De novo vascularization of synthetic hydrogels through angiogenic sprouting from the host vasculature would enable the generation of tissue-engineered constructs for organ repair and replacement. Yet, the criteria for the design of such materials are still unknown, mainly owing to the lack of suitable in vitro models that mimic the structural features of native blood vessels and, at the same time, allow for the screening of individual matrix properties. Many reports using natural matrices have achieved the formation of vascular structures through angiogenic sprouting in vitro3,4,5,6,7, but due to the complex composition of natural ECMs, it is not clear how individual matrix properties affect tube formation. Although recent studies have suggested that matrix density39,40, ligand density12, and matrix stiffness41,42 are important regulators of angiogenesis in fibrin or collagen hydrogels, these matrix properties are intrinsically coupled in natural ECMs, making the relative contribution of each parameter difficult to determine. Using a synthetic hydrogel system with independently controllable properties, we found that the adhesiveness of matrices needs to be fine-tuned to enable the collective migration of endothelial cells and, simultaneously, matrices need to be sufficiently degradable to allow the opening of a wide, perfused lumen.

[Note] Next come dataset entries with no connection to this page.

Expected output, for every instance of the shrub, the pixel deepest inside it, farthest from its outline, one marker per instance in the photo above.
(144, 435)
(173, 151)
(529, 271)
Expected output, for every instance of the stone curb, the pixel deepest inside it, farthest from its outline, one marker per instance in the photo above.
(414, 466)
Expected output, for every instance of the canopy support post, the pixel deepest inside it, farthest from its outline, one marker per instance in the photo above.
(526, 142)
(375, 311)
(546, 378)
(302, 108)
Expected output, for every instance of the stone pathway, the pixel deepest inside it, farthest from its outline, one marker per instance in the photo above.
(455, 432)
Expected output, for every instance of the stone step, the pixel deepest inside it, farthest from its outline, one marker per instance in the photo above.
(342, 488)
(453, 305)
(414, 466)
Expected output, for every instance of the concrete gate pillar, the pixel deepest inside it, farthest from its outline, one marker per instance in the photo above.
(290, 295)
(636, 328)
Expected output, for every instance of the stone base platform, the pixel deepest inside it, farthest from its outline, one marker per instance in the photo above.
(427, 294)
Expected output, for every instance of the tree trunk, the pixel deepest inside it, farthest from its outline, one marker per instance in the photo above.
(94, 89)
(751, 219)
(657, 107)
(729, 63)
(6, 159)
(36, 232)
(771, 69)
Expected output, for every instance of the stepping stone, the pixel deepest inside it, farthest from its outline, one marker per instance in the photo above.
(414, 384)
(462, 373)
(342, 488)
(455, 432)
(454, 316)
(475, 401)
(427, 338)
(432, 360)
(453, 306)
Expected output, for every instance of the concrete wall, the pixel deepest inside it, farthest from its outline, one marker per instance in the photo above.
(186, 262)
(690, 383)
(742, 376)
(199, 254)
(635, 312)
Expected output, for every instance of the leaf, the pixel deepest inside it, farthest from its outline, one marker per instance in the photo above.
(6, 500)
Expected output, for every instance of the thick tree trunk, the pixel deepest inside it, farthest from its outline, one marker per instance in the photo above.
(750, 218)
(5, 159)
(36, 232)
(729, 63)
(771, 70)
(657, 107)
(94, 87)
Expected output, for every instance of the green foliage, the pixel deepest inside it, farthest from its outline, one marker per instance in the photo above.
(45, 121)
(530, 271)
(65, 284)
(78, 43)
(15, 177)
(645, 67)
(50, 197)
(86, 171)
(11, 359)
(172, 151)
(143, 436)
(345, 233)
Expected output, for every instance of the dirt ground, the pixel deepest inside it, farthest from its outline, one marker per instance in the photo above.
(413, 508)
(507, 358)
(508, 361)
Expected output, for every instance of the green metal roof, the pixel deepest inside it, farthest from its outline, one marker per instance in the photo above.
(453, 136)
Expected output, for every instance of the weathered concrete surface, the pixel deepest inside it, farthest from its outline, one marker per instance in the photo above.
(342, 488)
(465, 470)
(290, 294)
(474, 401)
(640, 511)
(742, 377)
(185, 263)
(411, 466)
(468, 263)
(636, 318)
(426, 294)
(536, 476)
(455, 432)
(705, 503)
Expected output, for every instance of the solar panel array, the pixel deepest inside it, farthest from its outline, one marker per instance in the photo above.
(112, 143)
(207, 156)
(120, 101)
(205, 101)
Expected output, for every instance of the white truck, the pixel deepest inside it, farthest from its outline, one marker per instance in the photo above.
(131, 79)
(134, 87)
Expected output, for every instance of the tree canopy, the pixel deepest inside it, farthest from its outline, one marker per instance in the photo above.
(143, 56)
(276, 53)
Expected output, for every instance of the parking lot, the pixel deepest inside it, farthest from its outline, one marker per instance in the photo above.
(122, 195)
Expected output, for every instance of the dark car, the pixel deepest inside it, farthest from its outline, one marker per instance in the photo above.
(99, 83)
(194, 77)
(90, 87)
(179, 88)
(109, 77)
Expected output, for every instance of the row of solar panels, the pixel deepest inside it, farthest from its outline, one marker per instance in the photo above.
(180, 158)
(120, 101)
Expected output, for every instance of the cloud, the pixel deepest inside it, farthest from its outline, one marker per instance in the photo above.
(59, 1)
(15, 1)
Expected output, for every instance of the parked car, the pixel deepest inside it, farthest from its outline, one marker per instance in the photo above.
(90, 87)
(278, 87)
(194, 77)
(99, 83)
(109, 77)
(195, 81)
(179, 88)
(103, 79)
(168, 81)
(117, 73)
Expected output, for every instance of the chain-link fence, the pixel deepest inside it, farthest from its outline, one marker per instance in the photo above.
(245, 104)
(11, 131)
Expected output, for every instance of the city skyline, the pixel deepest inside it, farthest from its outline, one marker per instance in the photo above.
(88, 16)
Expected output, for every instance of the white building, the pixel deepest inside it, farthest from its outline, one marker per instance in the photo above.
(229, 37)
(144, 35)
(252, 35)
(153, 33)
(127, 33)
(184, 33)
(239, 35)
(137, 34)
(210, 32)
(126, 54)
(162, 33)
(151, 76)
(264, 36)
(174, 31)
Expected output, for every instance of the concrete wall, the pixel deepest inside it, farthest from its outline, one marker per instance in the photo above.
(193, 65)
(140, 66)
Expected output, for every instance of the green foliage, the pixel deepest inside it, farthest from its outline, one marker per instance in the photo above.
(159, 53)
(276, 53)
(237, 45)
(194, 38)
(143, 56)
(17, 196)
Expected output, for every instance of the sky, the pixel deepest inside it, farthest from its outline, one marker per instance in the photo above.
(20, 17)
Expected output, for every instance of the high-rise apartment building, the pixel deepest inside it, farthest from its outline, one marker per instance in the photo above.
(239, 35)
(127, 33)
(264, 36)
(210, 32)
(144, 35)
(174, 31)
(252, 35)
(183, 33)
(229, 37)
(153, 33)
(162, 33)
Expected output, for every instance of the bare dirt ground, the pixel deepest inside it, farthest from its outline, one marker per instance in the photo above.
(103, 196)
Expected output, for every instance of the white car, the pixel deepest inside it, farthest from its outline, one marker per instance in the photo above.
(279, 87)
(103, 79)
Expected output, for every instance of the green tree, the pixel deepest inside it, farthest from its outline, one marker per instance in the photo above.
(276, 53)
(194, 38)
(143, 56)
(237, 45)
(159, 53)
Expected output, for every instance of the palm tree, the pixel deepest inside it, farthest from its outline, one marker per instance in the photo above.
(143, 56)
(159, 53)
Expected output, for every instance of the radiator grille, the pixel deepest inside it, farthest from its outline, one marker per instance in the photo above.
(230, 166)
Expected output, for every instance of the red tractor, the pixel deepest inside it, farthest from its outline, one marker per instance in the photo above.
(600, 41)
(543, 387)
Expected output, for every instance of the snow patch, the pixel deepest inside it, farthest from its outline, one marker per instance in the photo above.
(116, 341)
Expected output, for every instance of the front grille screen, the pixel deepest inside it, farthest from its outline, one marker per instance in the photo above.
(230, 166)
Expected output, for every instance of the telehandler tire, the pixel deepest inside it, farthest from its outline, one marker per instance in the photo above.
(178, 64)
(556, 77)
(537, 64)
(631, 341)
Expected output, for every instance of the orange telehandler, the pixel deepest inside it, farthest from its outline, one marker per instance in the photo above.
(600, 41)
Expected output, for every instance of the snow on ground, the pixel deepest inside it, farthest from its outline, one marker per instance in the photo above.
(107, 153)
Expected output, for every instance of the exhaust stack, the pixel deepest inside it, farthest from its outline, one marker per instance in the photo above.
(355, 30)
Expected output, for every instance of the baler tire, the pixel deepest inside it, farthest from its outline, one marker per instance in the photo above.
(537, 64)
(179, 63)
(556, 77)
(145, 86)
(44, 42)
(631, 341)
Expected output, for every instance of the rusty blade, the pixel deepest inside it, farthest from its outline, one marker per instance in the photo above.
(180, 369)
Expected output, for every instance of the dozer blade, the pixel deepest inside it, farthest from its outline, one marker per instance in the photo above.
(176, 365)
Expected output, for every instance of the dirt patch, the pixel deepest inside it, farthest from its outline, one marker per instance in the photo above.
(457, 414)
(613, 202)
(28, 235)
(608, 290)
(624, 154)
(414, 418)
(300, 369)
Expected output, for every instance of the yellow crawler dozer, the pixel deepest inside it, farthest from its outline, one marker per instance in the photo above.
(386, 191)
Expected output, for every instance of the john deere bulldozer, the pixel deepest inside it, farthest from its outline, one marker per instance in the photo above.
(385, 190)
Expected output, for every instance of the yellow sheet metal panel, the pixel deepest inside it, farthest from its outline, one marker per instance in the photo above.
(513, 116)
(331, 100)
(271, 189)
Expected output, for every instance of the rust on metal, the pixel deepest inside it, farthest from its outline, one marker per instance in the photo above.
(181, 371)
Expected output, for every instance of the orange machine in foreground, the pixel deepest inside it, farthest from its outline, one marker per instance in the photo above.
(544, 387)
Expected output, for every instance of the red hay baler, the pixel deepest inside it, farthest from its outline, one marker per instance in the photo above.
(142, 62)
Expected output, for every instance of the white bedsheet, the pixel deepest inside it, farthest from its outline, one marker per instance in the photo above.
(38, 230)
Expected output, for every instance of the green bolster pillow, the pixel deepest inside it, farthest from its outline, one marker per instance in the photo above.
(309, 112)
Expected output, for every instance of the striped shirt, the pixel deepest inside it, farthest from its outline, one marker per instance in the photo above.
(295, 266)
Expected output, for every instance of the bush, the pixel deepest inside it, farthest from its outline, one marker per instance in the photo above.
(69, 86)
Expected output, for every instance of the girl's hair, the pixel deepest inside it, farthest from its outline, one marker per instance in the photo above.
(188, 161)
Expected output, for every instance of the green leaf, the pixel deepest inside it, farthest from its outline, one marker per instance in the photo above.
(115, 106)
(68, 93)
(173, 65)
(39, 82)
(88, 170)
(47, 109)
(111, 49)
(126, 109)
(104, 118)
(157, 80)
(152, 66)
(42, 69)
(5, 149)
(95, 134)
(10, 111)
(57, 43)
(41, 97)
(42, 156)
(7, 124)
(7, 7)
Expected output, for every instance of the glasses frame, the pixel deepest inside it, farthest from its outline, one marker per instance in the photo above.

Collective endothelial cell migration is a known prerequisite of blood vessel formation43 and we previously reported that matrix degradability switches endothelial cell migration between single-cell and multicellular modes16. Matrix adhesiveness is another important regulator of cell function transduced through changes in integrin signaling26. Importantly, integrin signaling has been demonstrated as a key regulator of angiogenesis, and αvβ3 and α5β1 integrins, in particular, have been implicated in successful vascularization19,20. However, how these integrins regulate the collective migration of endothelial cells is not known. In our studies, we find that matrices need to be functionalized with adhesive ligands that enable αvβ3 integrin engagement in order to support the formation of long, multicellular strands. At first sight, our data could appear contradictory with the many studies reporting the important role of α5β1 integrins in the formation of vascular tubes in vivo as well as in vitro20,44. However, it should be noted that these reports have only examined the final stage of tube formation. In our study, we demonstrate that αvβ3 integrin is required and sufficient to drive collective endothelial cell migration in the initial step of vessel formation; but at the later tube formation step, cells have been able to deposit endogenous matrix (Fig. 5a), which also permits engagement of many other integrins, including α5β1.

Furthermore, our results demonstrate that collective endothelial cell migration is required but not sufficient to achieve long vascularized structures in synthetic matrices. If matrix degradability is not high enough to support the remodeling by endothelial cells, which is required to make space for the formation of wide tubes, only small lumenized structures are obtained. This observation is in accordance with previous reports showing the role of matrix remodeling in the formation of vascular tubes45. However, it should be noted that the level of degradability requires fine-tuning. Although high matrix degradability is advantageous for large tube formation, we previously reported on the importance of lower degradability matrices for the collective sprouting of endothelial cells, as very degradable matrices result in single-cell migration16. Taken together, these studies demonstrate that balanced degradability levels are essential to fulfill the matrix requirements for both collective migration and subsequent tube formation.

Some examples of in vitro lumen formation in synthetic hydrogels have been reported46,47,48, most of which were based on self-sorting of hydrogel-embedded endothelial cells and resulted in small lumens or fused vacuoles within individual cells which superficially appeared as tubes. Therefore, the resulting structures were usually not functional in transporting oxygen and nutrients because they lacked the connection to a parent vessel required for perfusion. To overcome this issue, our approach was to employ tunable hydrogels as a means of exploiting angiogenic processes for their vascularization. The results obtained from our model system will be directly applicable to the generation of tissue-engineered constructs, because they provide matrix design criteria for the incorporation of a functional, i.e., perfusable, vasculature in a cell-free material system, which would not rely on patient-derived material of limited availability.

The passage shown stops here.